“Mama, me Deaf?” asked my littlest a few weeks ago.
“You are correct,” I answered. I answered her with smiling eyes, as I want her know that I think that her being Deaf is okay. In the beginning, the burden of arriving in unexpected, unprepared for, un-welcomed “Holland” made everything I said and thought seemed grey, and I certainly didn’t think that my girls being Deaf was okay. I would have done anything to have changed that. Anything. But change that I couldn’t. Despite any efforts to teach them to speak, they’d always be deaf and most importantly to me, is that they know that they are loved and accepted irrespective of their communication mode/s or audiograms. There was one thing that I could change,however, and that was the way we saw “Holland”.
“And Tahlu? She also Deaf?” she continued to question. It was evident that she was trying to make sense of her reality.
“She’s Deaf too.” I smiled back. “She’s Deaf and clever, beautiful and special, just like you!”
The inquisitive face lit up with the affirmation as she nodded to herself, as if to say, “Yes, clever…beautiful, yes.”
“Dassie? Is she Deaf or hearing Mama?”
“She is Deaf.

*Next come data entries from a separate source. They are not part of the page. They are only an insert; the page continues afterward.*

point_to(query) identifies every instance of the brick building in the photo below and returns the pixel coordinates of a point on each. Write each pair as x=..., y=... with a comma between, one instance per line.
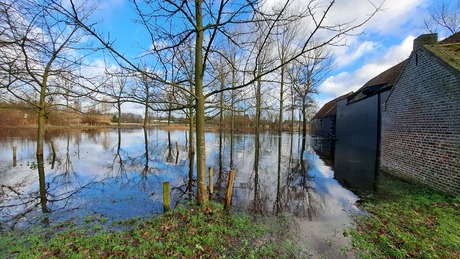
x=420, y=131
x=359, y=115
x=323, y=124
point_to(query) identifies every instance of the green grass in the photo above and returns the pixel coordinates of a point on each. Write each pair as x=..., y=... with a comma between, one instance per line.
x=408, y=221
x=187, y=232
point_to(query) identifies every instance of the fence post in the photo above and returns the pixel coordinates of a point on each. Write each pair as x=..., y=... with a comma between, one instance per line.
x=228, y=195
x=14, y=156
x=211, y=184
x=166, y=197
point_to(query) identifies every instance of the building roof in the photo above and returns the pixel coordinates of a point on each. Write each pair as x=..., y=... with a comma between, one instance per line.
x=382, y=82
x=448, y=50
x=330, y=108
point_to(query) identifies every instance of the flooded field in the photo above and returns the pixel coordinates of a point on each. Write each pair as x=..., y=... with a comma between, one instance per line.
x=117, y=175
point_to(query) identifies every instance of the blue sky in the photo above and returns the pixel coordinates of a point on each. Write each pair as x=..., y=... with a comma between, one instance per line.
x=386, y=39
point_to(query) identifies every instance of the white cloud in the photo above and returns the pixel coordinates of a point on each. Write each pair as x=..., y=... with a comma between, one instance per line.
x=349, y=54
x=347, y=81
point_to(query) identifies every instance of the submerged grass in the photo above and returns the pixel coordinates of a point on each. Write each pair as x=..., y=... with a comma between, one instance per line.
x=408, y=221
x=187, y=232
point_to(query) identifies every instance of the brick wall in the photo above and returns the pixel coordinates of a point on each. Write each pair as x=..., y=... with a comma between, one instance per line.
x=421, y=124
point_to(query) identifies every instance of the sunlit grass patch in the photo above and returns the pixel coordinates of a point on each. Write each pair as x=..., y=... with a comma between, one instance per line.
x=408, y=220
x=187, y=232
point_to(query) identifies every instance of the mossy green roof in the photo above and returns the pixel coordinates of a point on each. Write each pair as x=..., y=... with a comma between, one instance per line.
x=450, y=53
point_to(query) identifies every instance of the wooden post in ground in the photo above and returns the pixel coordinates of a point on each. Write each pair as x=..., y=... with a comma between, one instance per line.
x=228, y=195
x=211, y=183
x=53, y=149
x=177, y=153
x=166, y=197
x=14, y=156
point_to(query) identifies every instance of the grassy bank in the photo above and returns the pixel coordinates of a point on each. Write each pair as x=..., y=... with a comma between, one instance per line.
x=193, y=232
x=408, y=221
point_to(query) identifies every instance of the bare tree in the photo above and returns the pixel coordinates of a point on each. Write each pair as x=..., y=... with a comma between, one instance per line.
x=39, y=59
x=306, y=75
x=445, y=15
x=173, y=22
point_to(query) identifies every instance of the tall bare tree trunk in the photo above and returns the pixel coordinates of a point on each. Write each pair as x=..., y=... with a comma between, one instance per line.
x=202, y=195
x=280, y=118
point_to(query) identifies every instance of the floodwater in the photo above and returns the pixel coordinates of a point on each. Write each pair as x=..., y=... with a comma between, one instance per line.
x=119, y=174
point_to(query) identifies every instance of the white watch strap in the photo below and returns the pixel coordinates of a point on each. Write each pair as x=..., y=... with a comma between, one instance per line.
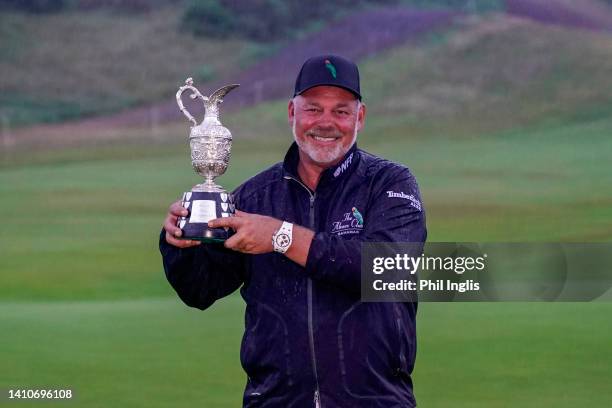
x=282, y=239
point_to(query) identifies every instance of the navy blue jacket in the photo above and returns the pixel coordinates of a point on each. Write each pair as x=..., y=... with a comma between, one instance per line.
x=308, y=339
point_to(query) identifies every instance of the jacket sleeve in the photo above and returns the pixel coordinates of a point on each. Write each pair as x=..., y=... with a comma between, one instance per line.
x=388, y=218
x=200, y=275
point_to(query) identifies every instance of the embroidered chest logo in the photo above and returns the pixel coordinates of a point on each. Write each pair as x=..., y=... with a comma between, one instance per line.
x=341, y=168
x=414, y=202
x=351, y=223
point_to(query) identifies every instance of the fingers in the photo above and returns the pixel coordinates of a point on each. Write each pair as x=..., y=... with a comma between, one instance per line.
x=177, y=209
x=233, y=242
x=180, y=243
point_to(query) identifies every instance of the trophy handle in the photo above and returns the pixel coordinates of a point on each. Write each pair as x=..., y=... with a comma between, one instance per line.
x=194, y=94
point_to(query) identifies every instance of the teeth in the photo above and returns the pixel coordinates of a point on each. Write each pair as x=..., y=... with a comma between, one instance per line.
x=324, y=139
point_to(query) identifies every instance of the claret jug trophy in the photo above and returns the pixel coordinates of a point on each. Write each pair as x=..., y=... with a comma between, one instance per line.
x=210, y=144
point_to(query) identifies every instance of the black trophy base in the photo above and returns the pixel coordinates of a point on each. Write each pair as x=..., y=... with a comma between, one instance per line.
x=203, y=206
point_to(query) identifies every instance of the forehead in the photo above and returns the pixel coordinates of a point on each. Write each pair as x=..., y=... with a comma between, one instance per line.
x=328, y=95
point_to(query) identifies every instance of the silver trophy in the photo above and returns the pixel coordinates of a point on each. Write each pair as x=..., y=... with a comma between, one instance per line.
x=210, y=144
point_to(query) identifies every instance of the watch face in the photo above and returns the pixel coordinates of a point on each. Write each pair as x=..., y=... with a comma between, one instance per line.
x=283, y=240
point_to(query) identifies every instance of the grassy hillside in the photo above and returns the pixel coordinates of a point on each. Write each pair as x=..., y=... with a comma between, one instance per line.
x=62, y=66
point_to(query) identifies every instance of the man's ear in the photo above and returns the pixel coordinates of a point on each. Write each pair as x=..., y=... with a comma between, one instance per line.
x=361, y=116
x=291, y=111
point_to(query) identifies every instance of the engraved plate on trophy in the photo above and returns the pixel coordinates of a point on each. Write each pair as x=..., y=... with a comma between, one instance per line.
x=210, y=144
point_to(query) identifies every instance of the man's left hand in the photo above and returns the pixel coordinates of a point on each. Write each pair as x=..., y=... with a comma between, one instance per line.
x=253, y=232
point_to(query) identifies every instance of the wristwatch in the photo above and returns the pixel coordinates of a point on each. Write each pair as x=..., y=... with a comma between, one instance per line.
x=282, y=239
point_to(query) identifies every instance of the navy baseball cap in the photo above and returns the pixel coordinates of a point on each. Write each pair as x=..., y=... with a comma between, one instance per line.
x=330, y=70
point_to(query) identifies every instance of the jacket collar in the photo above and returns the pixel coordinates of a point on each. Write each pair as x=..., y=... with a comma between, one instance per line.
x=331, y=175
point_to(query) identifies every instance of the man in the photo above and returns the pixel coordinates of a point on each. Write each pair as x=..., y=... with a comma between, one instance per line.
x=309, y=341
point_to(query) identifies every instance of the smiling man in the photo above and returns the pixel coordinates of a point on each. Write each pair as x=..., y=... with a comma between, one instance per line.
x=309, y=341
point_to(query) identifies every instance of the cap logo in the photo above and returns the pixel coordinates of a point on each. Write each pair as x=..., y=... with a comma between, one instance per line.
x=331, y=68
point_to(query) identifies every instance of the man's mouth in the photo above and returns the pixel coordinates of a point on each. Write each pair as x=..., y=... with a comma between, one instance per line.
x=325, y=139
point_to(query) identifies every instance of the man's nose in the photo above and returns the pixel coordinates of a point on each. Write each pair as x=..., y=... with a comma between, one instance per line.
x=326, y=121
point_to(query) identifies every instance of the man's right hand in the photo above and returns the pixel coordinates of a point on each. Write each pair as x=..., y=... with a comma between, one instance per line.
x=173, y=232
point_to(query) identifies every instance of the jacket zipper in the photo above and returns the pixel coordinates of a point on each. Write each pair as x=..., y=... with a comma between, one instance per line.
x=317, y=395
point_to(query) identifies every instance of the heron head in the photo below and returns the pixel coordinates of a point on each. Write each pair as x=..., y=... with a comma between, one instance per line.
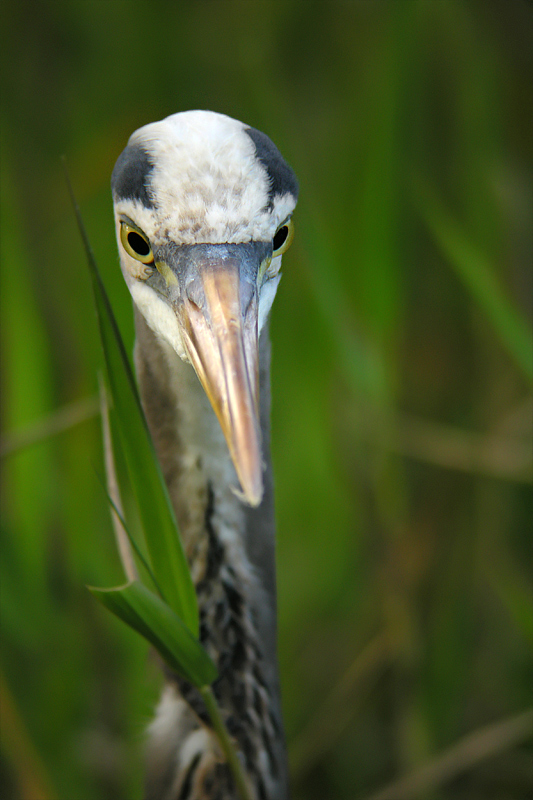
x=203, y=208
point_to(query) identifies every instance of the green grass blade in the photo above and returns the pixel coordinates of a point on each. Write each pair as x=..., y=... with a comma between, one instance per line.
x=165, y=550
x=479, y=276
x=147, y=614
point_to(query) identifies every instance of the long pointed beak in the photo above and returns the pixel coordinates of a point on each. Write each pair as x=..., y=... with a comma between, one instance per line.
x=218, y=321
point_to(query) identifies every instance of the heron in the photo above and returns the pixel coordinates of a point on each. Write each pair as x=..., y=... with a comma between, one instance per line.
x=203, y=207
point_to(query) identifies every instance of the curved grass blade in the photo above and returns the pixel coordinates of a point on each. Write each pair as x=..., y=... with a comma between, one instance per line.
x=147, y=614
x=165, y=550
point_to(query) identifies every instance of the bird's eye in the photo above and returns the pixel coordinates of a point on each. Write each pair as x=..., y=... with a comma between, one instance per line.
x=282, y=239
x=136, y=244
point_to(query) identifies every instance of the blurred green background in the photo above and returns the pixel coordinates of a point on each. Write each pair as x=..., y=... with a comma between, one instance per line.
x=402, y=377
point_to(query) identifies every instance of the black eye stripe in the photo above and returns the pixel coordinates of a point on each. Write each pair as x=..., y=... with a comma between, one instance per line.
x=280, y=238
x=138, y=244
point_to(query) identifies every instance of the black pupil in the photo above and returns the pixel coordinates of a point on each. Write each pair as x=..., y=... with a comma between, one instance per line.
x=138, y=244
x=279, y=238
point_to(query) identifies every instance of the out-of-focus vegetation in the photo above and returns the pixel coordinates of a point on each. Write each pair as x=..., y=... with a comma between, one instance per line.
x=401, y=383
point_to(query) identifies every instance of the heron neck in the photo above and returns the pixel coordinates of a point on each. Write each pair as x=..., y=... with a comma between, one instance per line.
x=230, y=546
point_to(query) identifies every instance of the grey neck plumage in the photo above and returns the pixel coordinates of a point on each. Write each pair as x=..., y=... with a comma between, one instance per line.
x=230, y=548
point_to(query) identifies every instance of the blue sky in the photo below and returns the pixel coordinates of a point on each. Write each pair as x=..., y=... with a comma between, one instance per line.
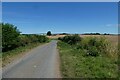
x=82, y=17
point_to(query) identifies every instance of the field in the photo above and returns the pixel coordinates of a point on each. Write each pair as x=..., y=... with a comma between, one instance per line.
x=75, y=64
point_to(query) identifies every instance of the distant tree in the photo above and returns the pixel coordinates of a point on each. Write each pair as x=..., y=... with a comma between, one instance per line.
x=49, y=33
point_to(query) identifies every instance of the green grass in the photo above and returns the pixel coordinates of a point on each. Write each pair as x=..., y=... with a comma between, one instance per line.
x=74, y=64
x=7, y=57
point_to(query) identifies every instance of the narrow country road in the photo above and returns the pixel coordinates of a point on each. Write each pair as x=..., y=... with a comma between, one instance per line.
x=41, y=62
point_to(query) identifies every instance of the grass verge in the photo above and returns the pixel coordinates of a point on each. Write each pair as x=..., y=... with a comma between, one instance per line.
x=9, y=56
x=74, y=64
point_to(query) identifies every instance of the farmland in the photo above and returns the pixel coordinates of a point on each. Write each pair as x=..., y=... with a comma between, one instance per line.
x=97, y=64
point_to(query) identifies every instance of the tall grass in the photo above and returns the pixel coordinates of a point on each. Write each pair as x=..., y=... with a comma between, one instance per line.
x=92, y=57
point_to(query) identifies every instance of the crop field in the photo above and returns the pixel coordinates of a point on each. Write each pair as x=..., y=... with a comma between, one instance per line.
x=88, y=60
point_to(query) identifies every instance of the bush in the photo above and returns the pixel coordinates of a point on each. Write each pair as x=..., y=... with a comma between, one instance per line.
x=94, y=46
x=10, y=37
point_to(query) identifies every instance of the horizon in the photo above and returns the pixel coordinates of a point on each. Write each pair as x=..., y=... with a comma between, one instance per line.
x=62, y=17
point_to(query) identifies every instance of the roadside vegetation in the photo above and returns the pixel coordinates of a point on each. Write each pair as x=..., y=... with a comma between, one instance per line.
x=14, y=43
x=88, y=57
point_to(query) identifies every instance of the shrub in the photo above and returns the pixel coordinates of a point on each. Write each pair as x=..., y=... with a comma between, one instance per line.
x=10, y=35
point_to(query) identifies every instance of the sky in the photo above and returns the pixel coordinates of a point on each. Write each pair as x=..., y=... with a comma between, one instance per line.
x=59, y=17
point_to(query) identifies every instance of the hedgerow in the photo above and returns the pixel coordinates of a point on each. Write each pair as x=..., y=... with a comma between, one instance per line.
x=11, y=37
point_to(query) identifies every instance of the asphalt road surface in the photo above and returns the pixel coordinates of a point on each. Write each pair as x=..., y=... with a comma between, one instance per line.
x=41, y=62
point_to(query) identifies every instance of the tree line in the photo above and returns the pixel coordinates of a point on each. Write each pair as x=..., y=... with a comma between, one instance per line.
x=12, y=37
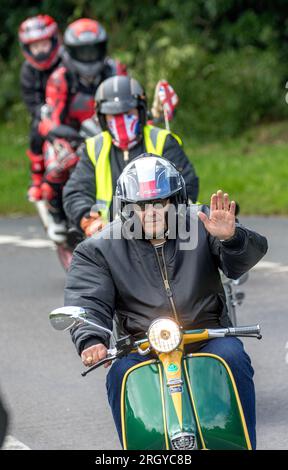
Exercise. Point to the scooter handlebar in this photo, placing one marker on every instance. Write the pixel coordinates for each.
(244, 330)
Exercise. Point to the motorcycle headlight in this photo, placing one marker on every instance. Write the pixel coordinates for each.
(164, 335)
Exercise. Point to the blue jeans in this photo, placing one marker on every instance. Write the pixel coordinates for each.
(230, 349)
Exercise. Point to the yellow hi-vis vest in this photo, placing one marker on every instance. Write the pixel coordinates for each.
(98, 149)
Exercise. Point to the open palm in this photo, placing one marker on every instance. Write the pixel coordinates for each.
(221, 221)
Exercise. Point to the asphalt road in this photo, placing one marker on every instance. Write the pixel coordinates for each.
(53, 407)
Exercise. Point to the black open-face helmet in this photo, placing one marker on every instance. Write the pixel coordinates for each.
(148, 178)
(118, 95)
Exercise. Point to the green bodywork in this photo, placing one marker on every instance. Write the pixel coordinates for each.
(149, 418)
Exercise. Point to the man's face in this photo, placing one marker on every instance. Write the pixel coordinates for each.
(153, 217)
(132, 111)
(40, 47)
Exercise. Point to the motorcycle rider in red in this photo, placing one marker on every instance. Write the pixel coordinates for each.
(40, 44)
(70, 100)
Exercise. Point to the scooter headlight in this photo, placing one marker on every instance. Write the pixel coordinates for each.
(164, 335)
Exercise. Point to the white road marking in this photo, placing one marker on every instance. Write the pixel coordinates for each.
(286, 357)
(266, 265)
(11, 443)
(271, 267)
(36, 243)
(9, 240)
(24, 243)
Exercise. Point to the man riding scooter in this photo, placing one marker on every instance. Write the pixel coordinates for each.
(122, 112)
(147, 273)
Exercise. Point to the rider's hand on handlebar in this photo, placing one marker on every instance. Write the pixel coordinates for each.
(92, 224)
(94, 354)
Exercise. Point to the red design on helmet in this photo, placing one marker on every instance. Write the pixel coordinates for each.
(38, 28)
(85, 44)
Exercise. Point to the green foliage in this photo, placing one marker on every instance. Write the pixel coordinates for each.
(225, 58)
(252, 168)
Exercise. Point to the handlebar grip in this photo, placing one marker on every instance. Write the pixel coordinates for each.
(244, 330)
(98, 364)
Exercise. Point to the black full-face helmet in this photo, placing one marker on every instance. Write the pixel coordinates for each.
(85, 47)
(148, 178)
(118, 95)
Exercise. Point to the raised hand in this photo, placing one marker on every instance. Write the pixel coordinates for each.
(221, 221)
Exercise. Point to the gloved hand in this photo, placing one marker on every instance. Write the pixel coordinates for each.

The same as you and Tahlita.” I replied.
Hadassah joined the conversation, “Is Dada hearing or Deaf?”
“What do you think?” I replied with a smile, realizing what a compliment to her dad’s efforts at signing, her question implied.
“Hearing!” Was her confident answer.
“And you, Mama, you’re Deaf or hearing?”
“I’m hearing too, my Little Duck” I answered using one of her gazillion little nick names.
Then with a face filled with compassion, she signed emotively, “Mama, you are hearing, I’m sorry!”
Trying very hard not to laugh, both at the sweet face that evidently thought that being Deaf wasn’t too bad a thing at all, and at how this little conversation had unfolded, I was interrupted by a final summary from the little one who had initially started trying to piece things together.
“You and Dada are hearing; Dassie, Tahlu and Me, Deaf?”
“That is right!” I answered enthusiastically.
The smallest member of the family replied with a satisfied nod, and as her cheeks wobbled, she signed, “I’m a lucky fish!”
“You sure are! Sometimes Mama wishes mama was Deaf too, because then we could sign fast to each other and Mama wouldn’t have to stop and think first. But God made us all different, so please be patient and help me sign. I’m hearing and can help you sometimes, and you are Deaf and you can help me sometimes, okay?”
Holland you crazy place! I kicked and screamed as I set foot on your land, but all the while the little people that I love most like it here. Oh yes, I’ve grown to like it here too, sometime I absolutely love it, and sometimes I wonder what Italy’s like. But they like it, and I want them to like it, I want them to know that I’m not dreaming all day of “Italy”, but rather enjoying exploring “Holland” with them too.
When I introduce myself at seminars, I almost want to prepare the audience with a, “Now before I tell you anything about me, I want you to control your foreheads – do NOT frown!” Because as soon as the words, “three Deaf daughters…” have left my lips, there is an inevitable and painfully predictable synchrony of groans and a sea of furrowed brows. Like a mass assumption that there is something broken, rather than simply, something being different.
I often go on to challenging the medical model of disability, and challenge even further than “differently abled.” On so many levels in several different ways, my girls are truly ENabled. I showed them a little video clip on my cell phone recently from a friend who had taught her little boy to sign. He had sent the girls a signed message. They giggled and signed “cute” emphatically as they watched on, and as the video came to an end, one of my girls giggled about how sweet and cute this little munchkin was and very flippantly mentioned that my friend’s floor rug was the same as ours. Huh? I hadn’t noticed the rug, or anything else in the somewhat darker and insignificant background of the video. I replayed it and had to strain my eyes in concentration just to spot the mat. Sure enough, we have the same taste in carpets, and noticing this detail, was utterly effortless on her part.
There are many more ways that my girls are extraordinarily enabled, I will share some of these another time. These three pretty much blow me away daily. The point is they are different, they like being different and I want them to know that I celebrate them being different. They also know that I sometimes find this whole journey hard, but not because of their insufficiency, but rather mine. It’s not that they can’t hear or don’t speak intelligibly sometimes, but rather that I don’t sign fluently yet. We’re on this journey together, a journey of living, loving, persevering, hoping, teaching and just being who we were made to be.
They are not flawed, not broken and nothing less than extraordinary. May they know that, love that and truly believe that different is beautiful.